CIA, that's Citizens In Action, a group of local middle school students got a lesson in government on Friday.
"Because we want to learn about our government and how it works and how we want to be good citizens,” says Angel Hill, a seventh-grader at Hamilton Middle School. “How to vote, how to like properly vote and how I want to know how to pick my leader for our country."
It's about all the agencies, departments, groups and individuals that make a government run.
"For our state and we really learn a lot when we go to the different courts and talk to our mayor,” says Kohl Eddy, a Blennerhassett Middle School eighth-grader.
A hands-on experience enhances the education that much more.
"I like it just because like you getta learn about your government... and like not only are you just like listening about things you actually getta like know what they actually mean,” says Breanna Lowe, a seventh-grader at Williamstown High School.
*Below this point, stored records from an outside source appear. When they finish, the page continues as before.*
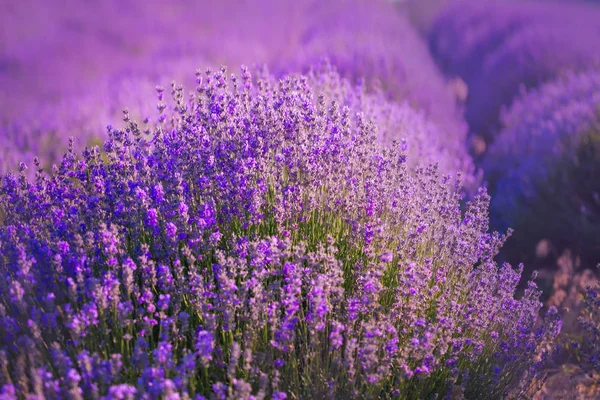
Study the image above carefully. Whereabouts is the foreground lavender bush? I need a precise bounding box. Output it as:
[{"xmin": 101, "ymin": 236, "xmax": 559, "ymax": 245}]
[
  {"xmin": 0, "ymin": 69, "xmax": 560, "ymax": 399},
  {"xmin": 484, "ymin": 71, "xmax": 600, "ymax": 263},
  {"xmin": 429, "ymin": 1, "xmax": 600, "ymax": 142}
]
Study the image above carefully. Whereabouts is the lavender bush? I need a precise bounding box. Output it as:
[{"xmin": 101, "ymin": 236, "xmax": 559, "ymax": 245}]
[
  {"xmin": 429, "ymin": 1, "xmax": 600, "ymax": 142},
  {"xmin": 0, "ymin": 68, "xmax": 560, "ymax": 399},
  {"xmin": 484, "ymin": 71, "xmax": 600, "ymax": 263}
]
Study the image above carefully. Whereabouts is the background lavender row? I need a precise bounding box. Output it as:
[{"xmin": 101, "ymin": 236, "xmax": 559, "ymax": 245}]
[
  {"xmin": 0, "ymin": 68, "xmax": 561, "ymax": 400},
  {"xmin": 0, "ymin": 0, "xmax": 473, "ymax": 180},
  {"xmin": 429, "ymin": 1, "xmax": 600, "ymax": 146},
  {"xmin": 483, "ymin": 70, "xmax": 600, "ymax": 266}
]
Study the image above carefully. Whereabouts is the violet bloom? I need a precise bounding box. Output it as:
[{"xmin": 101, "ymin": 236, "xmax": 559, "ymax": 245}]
[{"xmin": 0, "ymin": 67, "xmax": 559, "ymax": 399}]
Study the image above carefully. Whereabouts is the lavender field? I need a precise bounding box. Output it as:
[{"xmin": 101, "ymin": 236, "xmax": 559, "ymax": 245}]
[{"xmin": 0, "ymin": 0, "xmax": 600, "ymax": 400}]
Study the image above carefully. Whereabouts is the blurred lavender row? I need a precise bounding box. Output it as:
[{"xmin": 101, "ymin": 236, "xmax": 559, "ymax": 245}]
[
  {"xmin": 429, "ymin": 1, "xmax": 600, "ymax": 142},
  {"xmin": 0, "ymin": 0, "xmax": 473, "ymax": 180}
]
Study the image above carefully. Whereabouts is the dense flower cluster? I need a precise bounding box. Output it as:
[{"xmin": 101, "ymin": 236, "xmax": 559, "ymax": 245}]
[
  {"xmin": 0, "ymin": 68, "xmax": 560, "ymax": 399},
  {"xmin": 484, "ymin": 71, "xmax": 600, "ymax": 263},
  {"xmin": 429, "ymin": 1, "xmax": 600, "ymax": 141},
  {"xmin": 274, "ymin": 0, "xmax": 467, "ymax": 144},
  {"xmin": 0, "ymin": 0, "xmax": 473, "ymax": 178}
]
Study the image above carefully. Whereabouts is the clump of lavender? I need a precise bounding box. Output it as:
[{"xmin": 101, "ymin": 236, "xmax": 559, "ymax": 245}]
[
  {"xmin": 300, "ymin": 62, "xmax": 479, "ymax": 184},
  {"xmin": 483, "ymin": 71, "xmax": 600, "ymax": 262},
  {"xmin": 429, "ymin": 1, "xmax": 600, "ymax": 142},
  {"xmin": 0, "ymin": 68, "xmax": 560, "ymax": 399},
  {"xmin": 273, "ymin": 0, "xmax": 467, "ymax": 144}
]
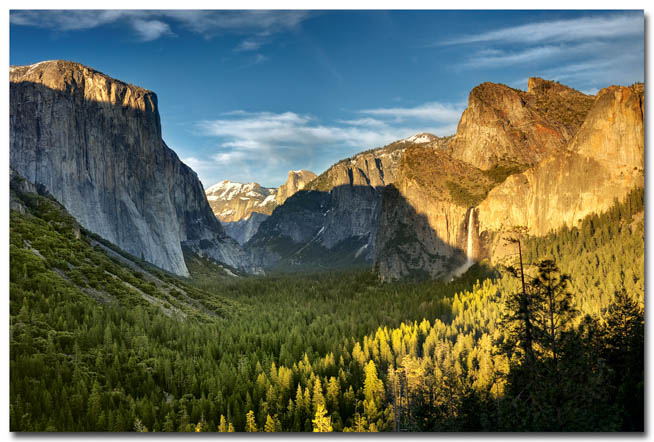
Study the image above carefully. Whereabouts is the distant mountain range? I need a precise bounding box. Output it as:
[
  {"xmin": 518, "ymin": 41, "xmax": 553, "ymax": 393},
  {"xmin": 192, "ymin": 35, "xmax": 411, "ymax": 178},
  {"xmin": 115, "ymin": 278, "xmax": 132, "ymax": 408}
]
[{"xmin": 10, "ymin": 61, "xmax": 644, "ymax": 280}]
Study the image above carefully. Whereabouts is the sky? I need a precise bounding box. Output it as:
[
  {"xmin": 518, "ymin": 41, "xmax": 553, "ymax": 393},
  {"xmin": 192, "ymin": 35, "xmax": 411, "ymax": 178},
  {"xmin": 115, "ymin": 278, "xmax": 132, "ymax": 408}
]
[{"xmin": 9, "ymin": 10, "xmax": 645, "ymax": 188}]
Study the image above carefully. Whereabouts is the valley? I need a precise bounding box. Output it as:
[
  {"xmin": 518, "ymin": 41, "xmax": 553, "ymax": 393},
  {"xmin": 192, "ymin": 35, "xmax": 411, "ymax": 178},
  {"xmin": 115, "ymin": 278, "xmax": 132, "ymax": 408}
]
[{"xmin": 9, "ymin": 61, "xmax": 645, "ymax": 432}]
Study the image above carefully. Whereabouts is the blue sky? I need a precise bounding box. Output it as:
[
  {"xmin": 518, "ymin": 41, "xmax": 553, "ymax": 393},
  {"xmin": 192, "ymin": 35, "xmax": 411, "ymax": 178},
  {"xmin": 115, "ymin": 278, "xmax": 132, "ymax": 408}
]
[{"xmin": 10, "ymin": 10, "xmax": 645, "ymax": 188}]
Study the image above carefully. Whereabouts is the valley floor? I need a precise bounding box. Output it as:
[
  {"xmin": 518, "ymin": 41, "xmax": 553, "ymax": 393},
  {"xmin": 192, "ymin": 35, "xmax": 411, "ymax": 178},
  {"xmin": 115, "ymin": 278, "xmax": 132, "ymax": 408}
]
[{"xmin": 10, "ymin": 189, "xmax": 644, "ymax": 431}]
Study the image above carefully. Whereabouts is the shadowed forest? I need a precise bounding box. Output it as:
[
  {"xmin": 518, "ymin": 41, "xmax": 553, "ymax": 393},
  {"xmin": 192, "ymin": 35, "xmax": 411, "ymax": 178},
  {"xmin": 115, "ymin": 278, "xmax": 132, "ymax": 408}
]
[{"xmin": 10, "ymin": 174, "xmax": 644, "ymax": 432}]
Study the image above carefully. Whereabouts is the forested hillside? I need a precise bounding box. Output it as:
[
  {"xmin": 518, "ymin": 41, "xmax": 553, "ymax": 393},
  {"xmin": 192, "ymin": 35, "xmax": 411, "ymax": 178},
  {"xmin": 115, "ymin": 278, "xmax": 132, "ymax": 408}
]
[{"xmin": 10, "ymin": 171, "xmax": 644, "ymax": 431}]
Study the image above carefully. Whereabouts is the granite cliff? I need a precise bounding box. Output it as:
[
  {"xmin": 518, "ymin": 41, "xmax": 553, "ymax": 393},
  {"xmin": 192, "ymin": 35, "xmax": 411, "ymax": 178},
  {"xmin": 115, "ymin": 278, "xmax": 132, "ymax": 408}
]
[
  {"xmin": 477, "ymin": 84, "xmax": 645, "ymax": 258},
  {"xmin": 206, "ymin": 170, "xmax": 316, "ymax": 245},
  {"xmin": 9, "ymin": 61, "xmax": 255, "ymax": 275},
  {"xmin": 450, "ymin": 78, "xmax": 593, "ymax": 170},
  {"xmin": 374, "ymin": 79, "xmax": 644, "ymax": 280},
  {"xmin": 245, "ymin": 140, "xmax": 411, "ymax": 269}
]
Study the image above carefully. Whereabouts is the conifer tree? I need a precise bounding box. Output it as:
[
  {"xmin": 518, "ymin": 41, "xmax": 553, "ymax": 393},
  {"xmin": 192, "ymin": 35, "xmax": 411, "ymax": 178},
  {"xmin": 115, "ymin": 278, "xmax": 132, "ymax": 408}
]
[
  {"xmin": 245, "ymin": 410, "xmax": 259, "ymax": 433},
  {"xmin": 312, "ymin": 404, "xmax": 334, "ymax": 433}
]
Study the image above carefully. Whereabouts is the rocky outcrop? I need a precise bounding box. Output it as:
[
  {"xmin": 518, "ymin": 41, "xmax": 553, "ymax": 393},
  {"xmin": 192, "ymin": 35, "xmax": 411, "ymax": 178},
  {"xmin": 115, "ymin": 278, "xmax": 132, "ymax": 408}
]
[
  {"xmin": 275, "ymin": 170, "xmax": 316, "ymax": 206},
  {"xmin": 10, "ymin": 61, "xmax": 253, "ymax": 275},
  {"xmin": 206, "ymin": 170, "xmax": 316, "ymax": 245},
  {"xmin": 222, "ymin": 212, "xmax": 268, "ymax": 245},
  {"xmin": 375, "ymin": 79, "xmax": 644, "ymax": 280},
  {"xmin": 205, "ymin": 180, "xmax": 277, "ymax": 223},
  {"xmin": 450, "ymin": 78, "xmax": 593, "ymax": 170},
  {"xmin": 374, "ymin": 145, "xmax": 494, "ymax": 280},
  {"xmin": 478, "ymin": 84, "xmax": 645, "ymax": 257}
]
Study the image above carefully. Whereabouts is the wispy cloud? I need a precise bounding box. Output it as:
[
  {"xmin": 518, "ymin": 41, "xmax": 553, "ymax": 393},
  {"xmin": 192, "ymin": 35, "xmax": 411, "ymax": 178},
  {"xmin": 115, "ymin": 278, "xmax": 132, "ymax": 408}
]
[
  {"xmin": 192, "ymin": 103, "xmax": 463, "ymax": 185},
  {"xmin": 438, "ymin": 13, "xmax": 644, "ymax": 45},
  {"xmin": 10, "ymin": 10, "xmax": 311, "ymax": 44},
  {"xmin": 446, "ymin": 12, "xmax": 645, "ymax": 90},
  {"xmin": 360, "ymin": 102, "xmax": 463, "ymax": 124}
]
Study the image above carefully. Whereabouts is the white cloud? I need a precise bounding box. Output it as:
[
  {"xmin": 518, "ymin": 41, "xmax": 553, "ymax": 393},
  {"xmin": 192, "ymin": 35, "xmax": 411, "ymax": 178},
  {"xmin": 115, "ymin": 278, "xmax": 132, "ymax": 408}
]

The future of America rests on our youth.
According to Parkersburg County Clerk Mark Rhodes, it’s important not just for adults to vote, but for kids to find out exactly about the voting and election process too.
“So hopefully they become voters,” he says.
Voting gives you a voice on important issues that affect you.
"As they said, 'every vote counts,’” Lowe says.
But it doesn't appeal to everyone, at least not now.
"A lot of people say you have to go to work on the jury and it can take a lot of time and stuff,” Eddy says. “A lot of time you'd have to go and it doesn't work with your schedule and stuff and you never know what might come up."
When Hill turns 18, she is definitely going to take advantage of her right and privilege to vote.
"So I can have a say in what I wanna -- in my country,” she says.
From roads to recycling to education to climate change, registering to vote doesn't mean you have to; it just means you can if you want to.
These kids learned they have that option in just a few years.